-TOPICS-

機関紙「やどかり」1月号
(2005.1.15発行)


<1面 記事>

あけましておめでとうございます


 昨年中はいろいろお世話になりました.本年もよろしくお願い致します.
 昨年は,台風や豪雨によるたびたびの水害,浅間山の噴火,そして新潟県中越地方における震災や釧路沖における地震等,列島を災害が襲ってきたと表現できるような災いの年でした.選ばれた漢字も「災」であり,その裏側には「幸い」を望む祈りのようなものを感じます.

 さて,やどかりの里では,昨年の5月には定例の総会が開かれ,再度,理事長の職を担うこととなりました.早いもので2年間の1期がすでに終了し,新たな時を迎えたことになります.総会前の理事会ではメンバ−の中から理事会の中で責任ある立場を担いたいとの発言もあり,心強く感じますと共にやどかりの里の未来をどのように描くかが問われていると実感させられました.

 昨年1年を振り返ってみますと,2月には「エンジュ」のお弁当利用者の状態調査,7月の里祭,人づくりセミナ−,10月のバザ−,11月の法人会員親睦旅行と日米メンバ−交歓会等を行い,それぞれ成果を挙げてまいりました.それとともに,さいたま市におけるやどかりの里の役割を果たしていこうと,ネットワ−クづくりや市内の精神科病院からの退院促進プロジェクト等の取り組みを実行してまいりました.全てが順調に行っているわけではありませんが,期待に応えていける態勢づくりを目指しています.

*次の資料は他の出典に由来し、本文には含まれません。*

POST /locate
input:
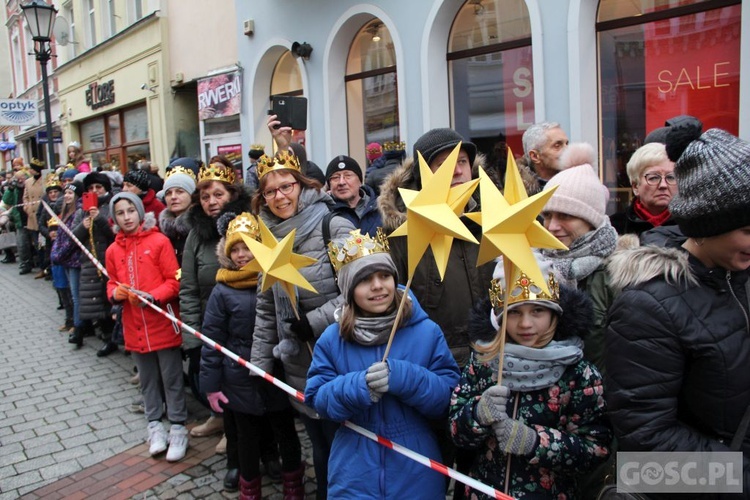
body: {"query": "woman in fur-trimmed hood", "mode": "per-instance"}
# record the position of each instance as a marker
(678, 343)
(547, 420)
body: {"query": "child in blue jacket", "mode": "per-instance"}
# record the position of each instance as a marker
(394, 399)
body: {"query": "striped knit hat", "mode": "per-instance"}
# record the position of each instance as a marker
(713, 180)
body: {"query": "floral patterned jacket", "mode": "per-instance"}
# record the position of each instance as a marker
(569, 416)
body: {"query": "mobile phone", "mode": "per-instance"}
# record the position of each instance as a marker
(90, 200)
(291, 111)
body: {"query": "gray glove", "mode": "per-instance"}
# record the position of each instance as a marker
(377, 380)
(491, 405)
(514, 437)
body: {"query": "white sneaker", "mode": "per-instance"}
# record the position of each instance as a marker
(178, 442)
(157, 438)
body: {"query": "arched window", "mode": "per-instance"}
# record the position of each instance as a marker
(371, 89)
(287, 80)
(659, 59)
(491, 79)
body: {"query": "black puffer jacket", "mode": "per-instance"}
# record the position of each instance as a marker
(678, 353)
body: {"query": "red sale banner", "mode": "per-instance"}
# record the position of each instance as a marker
(692, 67)
(518, 95)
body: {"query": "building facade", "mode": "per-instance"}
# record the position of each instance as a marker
(608, 70)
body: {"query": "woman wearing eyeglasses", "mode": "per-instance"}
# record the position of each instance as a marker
(654, 184)
(287, 200)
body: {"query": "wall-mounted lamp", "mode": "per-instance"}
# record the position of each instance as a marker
(302, 50)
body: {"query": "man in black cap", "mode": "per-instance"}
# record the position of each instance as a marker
(354, 200)
(447, 302)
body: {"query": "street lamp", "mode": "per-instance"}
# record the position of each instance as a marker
(40, 17)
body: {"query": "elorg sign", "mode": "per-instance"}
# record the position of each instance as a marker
(19, 112)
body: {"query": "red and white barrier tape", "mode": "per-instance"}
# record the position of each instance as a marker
(427, 462)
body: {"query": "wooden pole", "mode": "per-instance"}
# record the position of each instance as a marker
(396, 321)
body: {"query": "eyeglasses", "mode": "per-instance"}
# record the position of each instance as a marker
(655, 179)
(283, 189)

 やどかりの里は,35年の歴史を積み重ねてまいりました.その間多くの危機に遭遇しつつ,会員の方々の支援も含めて乗り切ってまいりました.今年の7月には簡単な総括をしたいと考えております.

 さて,目を国の施策に向けてみますと,10月12日に行われた第18回社会保障審議会障害者部会で発表された「今後の障害保健福祉施策について(改革のグランドデザイン案)」によると,「障害保健福祉の総合化」「自立支援システムへの転換」「制度の持続可能性」が取り上げられ,障害者に共通の「障害福祉サ−ビス法(仮称)」が提案されました.しかしながら,現在の国の財政状況や財源の裏づけのないまま市町村への権限の移譲を考えた時,十分な対応が行われるという確たる保障もなく,むしろ今まで行ってきたサ−ビスの低下を危惧するのは精神障害者だけではなく,障害者全体,ひいては国民全体の不安の材料になりかねないと思われます.

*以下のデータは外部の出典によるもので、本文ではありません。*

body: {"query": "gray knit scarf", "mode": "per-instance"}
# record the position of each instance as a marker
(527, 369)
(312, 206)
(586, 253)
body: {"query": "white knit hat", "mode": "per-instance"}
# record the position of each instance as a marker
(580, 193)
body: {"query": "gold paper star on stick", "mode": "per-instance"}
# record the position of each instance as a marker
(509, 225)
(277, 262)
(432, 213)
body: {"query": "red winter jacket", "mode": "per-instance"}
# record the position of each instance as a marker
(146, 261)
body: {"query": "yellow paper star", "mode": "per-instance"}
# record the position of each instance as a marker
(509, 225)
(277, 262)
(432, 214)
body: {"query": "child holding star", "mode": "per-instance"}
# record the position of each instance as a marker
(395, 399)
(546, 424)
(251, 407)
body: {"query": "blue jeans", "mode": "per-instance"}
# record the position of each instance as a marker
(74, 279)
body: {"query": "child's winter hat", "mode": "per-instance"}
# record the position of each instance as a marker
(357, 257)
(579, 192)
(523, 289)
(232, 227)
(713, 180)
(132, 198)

 やどかりの里としては,メンバ−が心ゆくまで安心できる条件を整え,次のステップへの足がかりが得られる支援をするとともに,働く場の開拓や生活の場の拡充,必要なサ−ビスの用意を具体的に進められるよう皆で努力していきたいと考えます.より充実した活動の実現に向けて,今後もやどかりの里の活動へのご協力をいただきたいと存じます.
 2005年が,我々にとっても皆さんにとっても素晴らしい年となりますよう祈念したいと存じます.頑張りましょう.